The discovery of catfish in Lake Rotorua wasn’t the surprise that the Bay of Plenty Regional Council staff were hoping for this holiday season; however that’s what they got on Tuesday when six catfish were caught near Mokoia Island during biosecurity surveillance work.
This is the first time the pest fish has been found in Lake Rotorua. Regional Council Biosecurity Manager Greg Corbett said he’s devastated by the discovery but his team won’t be giving up on trying to control the pest fish.
“The next step will be to carry out more surveillance to determine the extent of the infestation. Once we know what we are dealing with, we will work with our partners to develop a plan of attack,” explains Corbett.
It is not yet known how the catfish got into Lake Rotorua, and while it is likely they got there by moving up through the Ōhau Channel, Mr Corbett said he can’t rule out humans giving them a helping hand.
“Catfish are like cockroaches and can survive in some pretty extreme conditions, including being out of water for up to 48 hours in summer. These catfish may have been hiding on someone’s trailer, boat or jetski. It is also common for pest fish and their eggs to hide amongst the weeds that people often neglect to remove from their gear,” explains Corbett.
With summer holidays officially starting this weekend, the lakes will be at their busiest, and the risk of catfish spreading even further is at a critical point, if lake users aren’t vigilant.
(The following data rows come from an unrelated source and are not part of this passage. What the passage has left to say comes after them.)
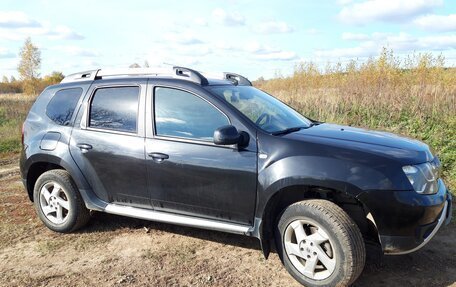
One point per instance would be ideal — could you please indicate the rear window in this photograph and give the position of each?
(61, 107)
(115, 109)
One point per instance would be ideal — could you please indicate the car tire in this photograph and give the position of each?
(319, 244)
(58, 202)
“A single catfish can lay up to 10,000 eggs so it doesn’t take many of them to spoil a lake, said Mr Corbett.
He’s asking lake users to help stop the spread of catfish and other aquatic pest by taking just five minutes to do three simple things. Before you leave a lake, waterway or river, make sure you:
- Remove all weeds from your boat trailer and gear. Small catfish and their eggs could be hiding amongst the weeds.
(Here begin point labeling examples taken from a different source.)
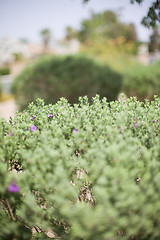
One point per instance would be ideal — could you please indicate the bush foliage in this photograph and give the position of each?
(142, 81)
(81, 172)
(71, 76)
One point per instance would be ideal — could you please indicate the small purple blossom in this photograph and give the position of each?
(50, 115)
(33, 128)
(121, 129)
(13, 187)
(154, 120)
(75, 130)
(33, 117)
(135, 125)
(10, 134)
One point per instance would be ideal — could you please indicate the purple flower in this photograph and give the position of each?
(121, 129)
(154, 120)
(50, 115)
(33, 128)
(75, 130)
(33, 117)
(13, 187)
(10, 134)
(135, 125)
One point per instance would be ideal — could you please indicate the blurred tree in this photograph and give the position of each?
(46, 37)
(154, 44)
(70, 33)
(105, 25)
(153, 15)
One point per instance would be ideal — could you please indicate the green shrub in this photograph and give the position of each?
(142, 81)
(71, 76)
(82, 172)
(1, 89)
(4, 71)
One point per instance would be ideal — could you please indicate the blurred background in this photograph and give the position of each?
(44, 43)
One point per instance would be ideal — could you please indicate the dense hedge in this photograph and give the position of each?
(82, 172)
(142, 81)
(71, 76)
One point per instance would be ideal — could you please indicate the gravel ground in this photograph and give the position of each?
(7, 109)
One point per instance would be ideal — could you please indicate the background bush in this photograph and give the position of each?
(142, 81)
(71, 76)
(88, 171)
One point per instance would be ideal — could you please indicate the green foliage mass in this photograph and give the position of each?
(89, 171)
(142, 81)
(66, 76)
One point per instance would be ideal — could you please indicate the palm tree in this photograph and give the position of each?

- Empty any lake water or ballast you may be carrying. This is especially relevant to those water-skiing and wakeboarding.
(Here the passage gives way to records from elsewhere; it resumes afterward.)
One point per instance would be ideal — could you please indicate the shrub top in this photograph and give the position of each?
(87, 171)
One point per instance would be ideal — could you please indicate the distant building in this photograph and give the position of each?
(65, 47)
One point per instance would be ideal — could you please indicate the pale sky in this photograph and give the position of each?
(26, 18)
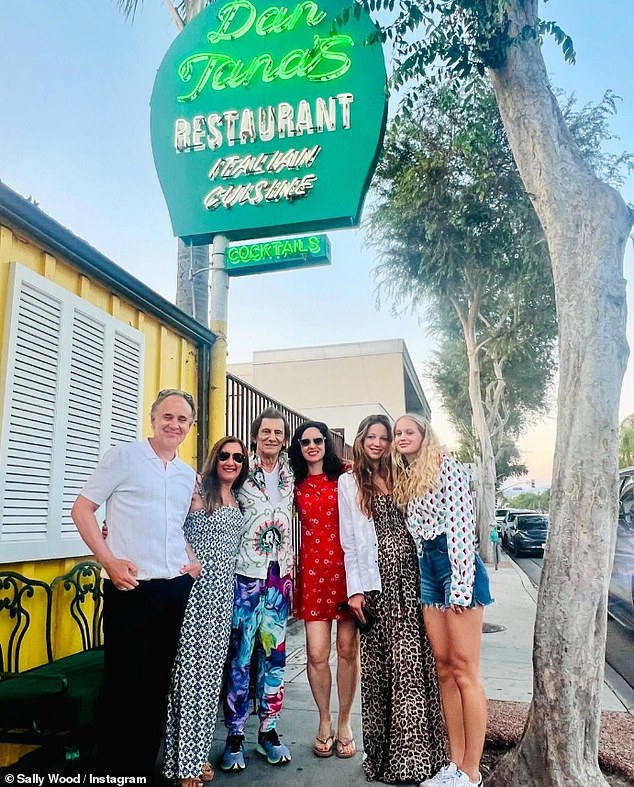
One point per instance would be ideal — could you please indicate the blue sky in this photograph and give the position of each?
(75, 85)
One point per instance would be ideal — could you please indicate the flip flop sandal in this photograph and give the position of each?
(342, 744)
(329, 750)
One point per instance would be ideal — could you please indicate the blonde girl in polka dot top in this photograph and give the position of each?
(432, 487)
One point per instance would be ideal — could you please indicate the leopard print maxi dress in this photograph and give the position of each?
(403, 728)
- Don’t leave your trailer in the water. You’d be surprised at how quickly a catfish can become a stowaway, so make sure you only have your trailer in the water when loading or unloading your boat.
- What is it? Brown bullhead catfish, common in the Waikato River system however a new pest to the Bay of Plenty.
Why they are a pest? Catfish predate on native species such as koura as well as trout and their eggs. They also lower water quality by churning up mud.
- What work has been done to stop the spread? Bay of Plenty Regional Council has netted 53,478 catfish in Lake Rotoiti since March 2016. They are also funding research by NIWA and the University of Waikato to find new surveillance methods and eradication tools to stop the spread of the pest.
- The Regional Council and Te Arawa Lakes Trust are also working with community groups and locals to raise awareness and start a community netting programme in Lake Rotoiti.